Trump Sixth Circuit judge Amul Thapar cast the deciding vote to reject the claim that an African American man was excluded as a juror in the trial of another African American because of his race, in violation of a landmark Supreme Court ruling prohibiting such exclusion. The February 2020 case is Mitchell v. LaRose.
During the jury selection phase of Janero Mitchell’s Ohio criminal trial, prosecutors excluded two prospective jurors who, like Mitchell, were African American. When the prosecutor moved to strike the second juror, Mitchell’s counsel raised an objection under Batson v. Kentucky, the Supreme Court decision that precludes barring someone from jury service on the basis of race. The prosecutor claimed that the strike was because the juror had the same last name (Whitfield) as someone from the same area who had previously been prosecuted. When the defense attorney pointed out that the prosecutor could have simply asked the man if he had any relatives who had been prosecuted, the state attorney replied only that other African Americans were in the jury pool. The judge ruled for the prosecution based on the availability of other possible African American jurors.

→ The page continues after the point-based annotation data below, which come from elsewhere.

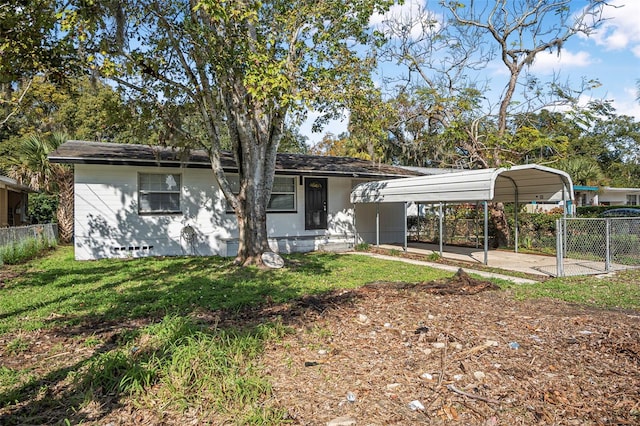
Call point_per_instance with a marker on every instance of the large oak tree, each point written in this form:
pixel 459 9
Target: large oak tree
pixel 245 66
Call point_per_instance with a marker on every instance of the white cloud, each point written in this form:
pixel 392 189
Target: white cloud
pixel 628 104
pixel 621 30
pixel 547 62
pixel 412 14
pixel 335 127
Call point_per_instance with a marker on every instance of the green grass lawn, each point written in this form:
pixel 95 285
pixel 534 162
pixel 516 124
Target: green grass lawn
pixel 176 362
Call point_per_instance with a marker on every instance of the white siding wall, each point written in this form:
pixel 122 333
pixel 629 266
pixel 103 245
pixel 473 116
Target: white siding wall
pixel 391 222
pixel 107 223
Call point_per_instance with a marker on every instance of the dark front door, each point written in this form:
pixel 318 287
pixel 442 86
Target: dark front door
pixel 315 195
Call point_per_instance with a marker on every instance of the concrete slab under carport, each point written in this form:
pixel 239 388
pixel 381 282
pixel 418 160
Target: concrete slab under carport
pixel 507 260
pixel 533 264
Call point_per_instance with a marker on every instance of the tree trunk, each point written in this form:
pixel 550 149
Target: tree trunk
pixel 64 213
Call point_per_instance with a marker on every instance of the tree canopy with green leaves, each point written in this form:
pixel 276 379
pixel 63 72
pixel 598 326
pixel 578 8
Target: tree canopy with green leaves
pixel 245 67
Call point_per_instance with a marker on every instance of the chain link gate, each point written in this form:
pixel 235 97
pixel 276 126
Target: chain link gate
pixel 595 246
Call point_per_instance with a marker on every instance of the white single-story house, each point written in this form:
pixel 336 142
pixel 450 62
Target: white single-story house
pixel 138 200
pixel 14 200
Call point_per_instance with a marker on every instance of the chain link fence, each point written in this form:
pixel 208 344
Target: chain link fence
pixel 12 235
pixel 595 246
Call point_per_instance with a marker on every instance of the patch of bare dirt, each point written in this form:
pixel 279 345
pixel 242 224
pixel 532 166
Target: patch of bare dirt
pixel 431 354
pixel 446 352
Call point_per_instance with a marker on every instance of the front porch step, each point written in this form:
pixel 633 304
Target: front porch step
pixel 336 247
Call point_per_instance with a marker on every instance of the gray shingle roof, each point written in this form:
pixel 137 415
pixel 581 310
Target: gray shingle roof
pixel 82 152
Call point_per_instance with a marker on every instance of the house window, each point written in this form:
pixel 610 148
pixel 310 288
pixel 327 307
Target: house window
pixel 159 193
pixel 283 193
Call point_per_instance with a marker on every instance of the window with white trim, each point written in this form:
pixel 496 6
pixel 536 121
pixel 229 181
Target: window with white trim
pixel 159 193
pixel 283 193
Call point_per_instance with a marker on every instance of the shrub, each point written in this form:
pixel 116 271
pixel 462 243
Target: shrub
pixel 21 251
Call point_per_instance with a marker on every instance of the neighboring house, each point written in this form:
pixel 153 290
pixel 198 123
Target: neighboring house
pixel 606 196
pixel 14 200
pixel 137 200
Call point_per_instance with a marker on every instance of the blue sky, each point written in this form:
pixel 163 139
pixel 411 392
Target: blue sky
pixel 612 56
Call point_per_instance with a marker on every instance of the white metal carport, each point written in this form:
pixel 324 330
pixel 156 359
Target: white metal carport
pixel 526 183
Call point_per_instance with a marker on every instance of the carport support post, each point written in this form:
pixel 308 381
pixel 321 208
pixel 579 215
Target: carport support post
pixel 440 227
pixel 405 227
pixel 486 232
pixel 377 224
pixel 607 237
pixel 559 248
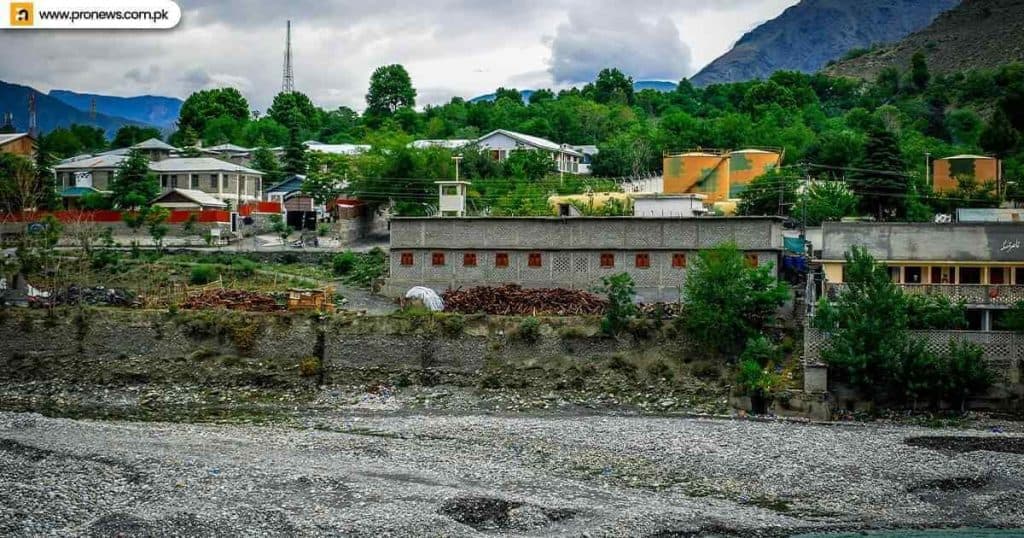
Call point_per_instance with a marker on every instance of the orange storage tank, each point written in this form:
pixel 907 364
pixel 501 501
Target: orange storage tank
pixel 945 171
pixel 745 165
pixel 699 172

Both the state court of appeals and the federal district court that conducted a collateral review rejected Mitchell’s argument that the Ohio judge failed to properly consider the Batson ruling, although the federal court did grant a certificate of appealability to take the claim to the Sixth Circuit. Thapar cast the deciding vote in a 2-1 ruling to reject Mitchell’s claim and affirm the lower court decisions, claiming that he did not demonstrate an “objectively unreasonable error.”
Chief Judge Guy Cole strongly dissented, explaining that the Ohio courts had applied Batson in an “objectively unreasonable way.” Cole noted that the ruling specifically requires courts to “ensure that no citizen is disqualified from jury service because of his race.” By excluding an African American juror “as long as there are others in the jury pool,” Cole went on, the trial court used “impermissible reasoning” in rejecting the Batson claim, and violated the Supreme Court’s “clear requirement” that “no citizen” be excluded from jury service because of race.

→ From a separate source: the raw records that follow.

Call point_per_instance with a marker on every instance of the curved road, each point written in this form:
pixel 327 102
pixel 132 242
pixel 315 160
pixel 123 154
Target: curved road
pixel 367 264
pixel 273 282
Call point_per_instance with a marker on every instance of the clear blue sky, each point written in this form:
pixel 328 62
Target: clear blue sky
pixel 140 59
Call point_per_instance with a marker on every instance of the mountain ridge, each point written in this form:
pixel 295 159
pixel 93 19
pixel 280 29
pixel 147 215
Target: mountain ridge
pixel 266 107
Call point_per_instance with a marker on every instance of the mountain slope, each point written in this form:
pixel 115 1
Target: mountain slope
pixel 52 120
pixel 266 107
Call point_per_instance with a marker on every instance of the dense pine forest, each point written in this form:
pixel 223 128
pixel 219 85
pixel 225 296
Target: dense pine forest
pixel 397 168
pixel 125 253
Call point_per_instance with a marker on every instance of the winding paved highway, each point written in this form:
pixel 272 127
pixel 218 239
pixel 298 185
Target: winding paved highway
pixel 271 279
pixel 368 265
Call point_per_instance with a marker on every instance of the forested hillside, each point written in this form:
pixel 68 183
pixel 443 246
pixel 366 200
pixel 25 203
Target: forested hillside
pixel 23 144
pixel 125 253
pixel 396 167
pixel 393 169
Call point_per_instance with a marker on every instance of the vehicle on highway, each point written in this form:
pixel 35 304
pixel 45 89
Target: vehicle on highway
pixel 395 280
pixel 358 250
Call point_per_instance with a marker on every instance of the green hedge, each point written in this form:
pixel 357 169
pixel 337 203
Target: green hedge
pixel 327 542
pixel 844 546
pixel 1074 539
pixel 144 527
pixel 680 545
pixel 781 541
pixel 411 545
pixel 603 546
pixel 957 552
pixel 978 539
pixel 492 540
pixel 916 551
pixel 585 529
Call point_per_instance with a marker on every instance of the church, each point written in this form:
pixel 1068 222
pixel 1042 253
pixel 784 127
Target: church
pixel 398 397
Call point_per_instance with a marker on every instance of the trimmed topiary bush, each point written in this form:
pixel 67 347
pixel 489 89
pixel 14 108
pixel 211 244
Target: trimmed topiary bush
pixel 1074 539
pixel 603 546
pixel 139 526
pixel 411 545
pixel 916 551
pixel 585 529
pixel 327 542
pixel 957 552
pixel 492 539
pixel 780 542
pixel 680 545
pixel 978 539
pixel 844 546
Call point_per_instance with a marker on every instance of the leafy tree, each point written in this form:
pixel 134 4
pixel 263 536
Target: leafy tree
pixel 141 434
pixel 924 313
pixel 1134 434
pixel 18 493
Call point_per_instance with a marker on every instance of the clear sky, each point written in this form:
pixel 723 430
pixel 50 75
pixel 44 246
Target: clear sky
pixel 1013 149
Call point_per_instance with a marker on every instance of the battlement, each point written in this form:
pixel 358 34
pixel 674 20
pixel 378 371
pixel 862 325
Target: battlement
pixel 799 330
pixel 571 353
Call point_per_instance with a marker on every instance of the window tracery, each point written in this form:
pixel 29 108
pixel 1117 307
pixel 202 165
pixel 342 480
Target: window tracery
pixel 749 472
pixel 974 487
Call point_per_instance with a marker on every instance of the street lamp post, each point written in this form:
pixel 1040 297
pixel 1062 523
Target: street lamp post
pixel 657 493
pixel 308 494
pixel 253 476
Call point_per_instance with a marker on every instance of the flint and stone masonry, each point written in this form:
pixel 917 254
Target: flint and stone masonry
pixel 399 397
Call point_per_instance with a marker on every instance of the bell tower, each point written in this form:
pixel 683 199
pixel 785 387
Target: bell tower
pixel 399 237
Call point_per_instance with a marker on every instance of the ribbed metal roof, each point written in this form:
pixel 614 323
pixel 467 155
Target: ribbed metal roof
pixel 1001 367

The trial court had not “fulfilled its duty” to determine if there was “purposeful discrimination” in striking the juror, Cole went on. There was clear evidence to that effect, he explained. This included the fact that the prosecution had used two of its first three jury challenges to exclude African Americans, that the excuse that the prospective juror’s last name was a “pretext” since the prosecutor did not ask if he was related to other people who had been prosecuted with the same last name, and had offered a “race-based excuse for excluding a juror” by claiming that other African American jurors were available.

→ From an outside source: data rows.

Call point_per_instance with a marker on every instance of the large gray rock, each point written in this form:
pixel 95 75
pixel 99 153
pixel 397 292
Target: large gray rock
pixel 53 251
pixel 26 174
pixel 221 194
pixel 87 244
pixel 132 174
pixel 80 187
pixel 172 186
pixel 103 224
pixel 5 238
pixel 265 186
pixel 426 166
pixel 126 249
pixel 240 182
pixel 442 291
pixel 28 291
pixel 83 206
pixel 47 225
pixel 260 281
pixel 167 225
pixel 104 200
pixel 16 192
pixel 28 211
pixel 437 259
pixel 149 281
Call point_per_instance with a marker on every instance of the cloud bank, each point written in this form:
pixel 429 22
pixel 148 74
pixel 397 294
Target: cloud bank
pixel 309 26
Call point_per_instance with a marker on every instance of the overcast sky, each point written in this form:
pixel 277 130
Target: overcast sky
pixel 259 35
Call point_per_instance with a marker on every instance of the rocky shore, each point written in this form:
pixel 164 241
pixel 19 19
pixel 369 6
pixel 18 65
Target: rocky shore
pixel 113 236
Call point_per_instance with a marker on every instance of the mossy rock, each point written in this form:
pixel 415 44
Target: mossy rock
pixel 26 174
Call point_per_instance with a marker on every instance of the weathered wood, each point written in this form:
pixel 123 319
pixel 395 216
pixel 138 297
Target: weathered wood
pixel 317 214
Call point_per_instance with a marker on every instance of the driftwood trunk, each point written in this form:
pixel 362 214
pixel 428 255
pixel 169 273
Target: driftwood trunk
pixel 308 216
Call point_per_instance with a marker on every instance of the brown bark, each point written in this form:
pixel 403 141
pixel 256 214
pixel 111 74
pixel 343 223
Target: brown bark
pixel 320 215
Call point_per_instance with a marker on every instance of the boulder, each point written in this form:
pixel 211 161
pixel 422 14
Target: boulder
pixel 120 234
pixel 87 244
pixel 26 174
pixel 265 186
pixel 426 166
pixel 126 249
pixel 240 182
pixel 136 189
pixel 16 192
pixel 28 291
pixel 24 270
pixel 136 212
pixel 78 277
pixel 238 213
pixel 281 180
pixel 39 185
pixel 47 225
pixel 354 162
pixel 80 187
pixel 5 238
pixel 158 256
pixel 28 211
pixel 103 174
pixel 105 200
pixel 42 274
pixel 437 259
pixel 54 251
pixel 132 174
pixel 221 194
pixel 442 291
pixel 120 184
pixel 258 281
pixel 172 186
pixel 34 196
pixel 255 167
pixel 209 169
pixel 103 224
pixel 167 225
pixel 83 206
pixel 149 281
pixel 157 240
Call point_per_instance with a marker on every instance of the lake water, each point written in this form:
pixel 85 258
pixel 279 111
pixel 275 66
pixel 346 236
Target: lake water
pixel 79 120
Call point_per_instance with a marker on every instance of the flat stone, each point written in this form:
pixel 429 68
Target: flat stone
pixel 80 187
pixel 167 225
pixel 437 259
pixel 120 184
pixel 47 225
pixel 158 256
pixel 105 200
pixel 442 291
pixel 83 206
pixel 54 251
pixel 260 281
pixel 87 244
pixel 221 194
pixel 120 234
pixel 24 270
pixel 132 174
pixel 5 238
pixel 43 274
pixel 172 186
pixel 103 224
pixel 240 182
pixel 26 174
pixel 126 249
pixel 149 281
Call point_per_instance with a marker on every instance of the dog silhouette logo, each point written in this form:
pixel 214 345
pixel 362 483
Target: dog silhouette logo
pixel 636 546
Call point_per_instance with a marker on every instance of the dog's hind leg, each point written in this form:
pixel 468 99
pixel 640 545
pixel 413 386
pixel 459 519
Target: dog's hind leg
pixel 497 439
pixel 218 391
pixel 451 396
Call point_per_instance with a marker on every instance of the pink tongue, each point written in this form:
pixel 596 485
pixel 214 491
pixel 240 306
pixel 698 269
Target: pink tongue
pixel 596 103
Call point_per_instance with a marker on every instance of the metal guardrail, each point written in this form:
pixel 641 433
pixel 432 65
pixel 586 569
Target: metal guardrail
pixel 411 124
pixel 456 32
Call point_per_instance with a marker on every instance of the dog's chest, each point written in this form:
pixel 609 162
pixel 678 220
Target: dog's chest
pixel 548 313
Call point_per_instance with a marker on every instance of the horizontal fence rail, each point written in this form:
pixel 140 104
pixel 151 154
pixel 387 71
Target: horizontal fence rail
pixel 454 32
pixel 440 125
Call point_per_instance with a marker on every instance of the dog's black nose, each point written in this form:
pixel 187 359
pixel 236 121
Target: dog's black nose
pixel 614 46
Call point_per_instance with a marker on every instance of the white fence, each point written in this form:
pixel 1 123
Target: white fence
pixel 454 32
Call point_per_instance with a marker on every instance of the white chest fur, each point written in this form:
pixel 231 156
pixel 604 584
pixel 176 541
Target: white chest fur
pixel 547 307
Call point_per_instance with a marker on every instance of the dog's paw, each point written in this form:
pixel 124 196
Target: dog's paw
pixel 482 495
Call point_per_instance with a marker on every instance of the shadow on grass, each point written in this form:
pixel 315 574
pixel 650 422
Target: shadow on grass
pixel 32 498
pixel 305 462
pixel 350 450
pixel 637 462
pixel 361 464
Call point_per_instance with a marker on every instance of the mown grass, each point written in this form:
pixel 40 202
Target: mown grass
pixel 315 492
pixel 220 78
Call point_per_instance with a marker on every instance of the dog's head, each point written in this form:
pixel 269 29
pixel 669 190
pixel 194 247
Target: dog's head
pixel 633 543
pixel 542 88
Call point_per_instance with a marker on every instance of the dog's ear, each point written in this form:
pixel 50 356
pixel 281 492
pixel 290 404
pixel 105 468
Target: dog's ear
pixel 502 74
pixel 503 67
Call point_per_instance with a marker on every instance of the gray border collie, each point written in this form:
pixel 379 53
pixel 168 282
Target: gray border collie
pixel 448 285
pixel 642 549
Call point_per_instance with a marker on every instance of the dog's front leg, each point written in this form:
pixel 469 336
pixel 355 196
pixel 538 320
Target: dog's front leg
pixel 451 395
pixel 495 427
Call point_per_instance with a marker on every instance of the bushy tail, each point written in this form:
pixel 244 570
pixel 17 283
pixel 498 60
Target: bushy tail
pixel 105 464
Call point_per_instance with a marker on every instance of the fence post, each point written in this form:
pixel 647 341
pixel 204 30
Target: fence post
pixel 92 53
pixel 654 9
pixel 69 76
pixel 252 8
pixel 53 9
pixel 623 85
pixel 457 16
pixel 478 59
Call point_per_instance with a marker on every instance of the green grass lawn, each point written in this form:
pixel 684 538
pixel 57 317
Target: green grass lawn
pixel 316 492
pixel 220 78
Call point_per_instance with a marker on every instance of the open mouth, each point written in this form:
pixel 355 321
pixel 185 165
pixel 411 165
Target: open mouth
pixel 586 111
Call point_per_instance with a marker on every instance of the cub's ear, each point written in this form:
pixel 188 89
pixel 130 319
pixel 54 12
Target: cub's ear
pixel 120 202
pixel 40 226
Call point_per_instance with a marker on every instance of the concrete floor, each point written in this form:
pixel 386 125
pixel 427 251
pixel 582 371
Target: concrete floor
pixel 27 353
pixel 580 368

Cole concluded that the state trial court had “failed in its duty to ensure that no person is excluded from jury service on the basis of race.” Condoning racial discrimination in jury service as in this case, he went on, causes harm to “the defendant, the excluded juror, and the entire community.” But Thapar’s deciding vote denied Janero Mitchell of his constitutional right and of any opportunity to remedy this serious error.